The quality of the doll and the tack do not measure up to that of the horse--which is reflected in the price of their inclusion. The tack is the most glaring misfit in this group. Even with the bridle positioned the correct way, it looks flimsy and cheap. The imitation leather is papery-thin, glued-together and cut too wide for the horse's face. The saddle is more attractive than the bridle, but it feels light and looks a little strange--especially at the front with the flimsy pommel and small metal horn. I am a horse tack snob, though, and imagine that for many kids, this saddle would be accurate enough to enhance their games. Even in this case, though, the construction of the tack is not durable. Fresh out of the box, some of the glued areas on my horse's saddle were already coming undone. I'd rather spend an extra $20 to get one of the more realistic, detailed tack sets that Breyer offers...or even make a saddle of my own.
The doll cannot even remotely match the realism of the horse, but she is way better than I expected her to be--and easily worth $10. Daria has a pretty face with a pleasant expression, although the style of her face paint is cartoonish when compared to Cimarron. Her hair is long and soft and looks nice, but it has coarse ends and is not rooted at the back of the head. Daria's articulation is great. She is has fourteen points of movement and can stand on her own and ride her horse very well. Her hands grip the reins and saddle horn, although they can look a little funny when they're not holding the tack. The two biggest flaws I see with the articulation are that Daria's head can't look down, and many of her joints seem very fragile. She would not be a good toy choice for a younger child. I find Daria's cowgirl outfit unattractive and outdated, but the construction is solid and there are many easy-to-use pieces. It's certainly better than the Wizard of Oz costumes that my old riders used to wear.

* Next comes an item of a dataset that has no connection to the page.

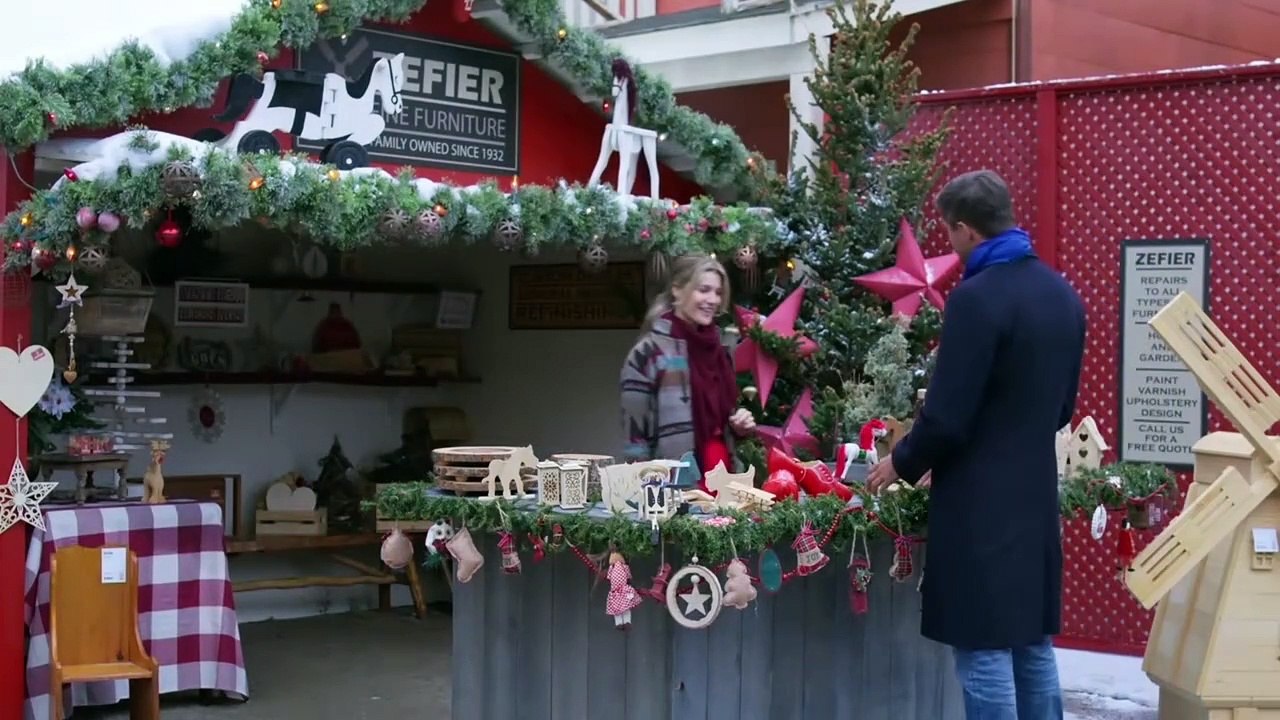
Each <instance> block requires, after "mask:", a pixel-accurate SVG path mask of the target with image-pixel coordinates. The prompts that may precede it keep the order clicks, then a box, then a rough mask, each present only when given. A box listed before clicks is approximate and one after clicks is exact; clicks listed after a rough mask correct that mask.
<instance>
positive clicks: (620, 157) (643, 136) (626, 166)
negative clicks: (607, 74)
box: [586, 58, 658, 200]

I would have absolutely adored Daria and Cimarron when I was a child. Daria would have been a welcome addition to my small group of articulated riders (certainly the prettiest in the bunch...), and Cimarron's gorgeous painted face and easy-going pose would have made him a star among my vast collection of horses. I could take or leave the tack, but for the price I paid, it's enough to get this appealing doll and her amazing horse.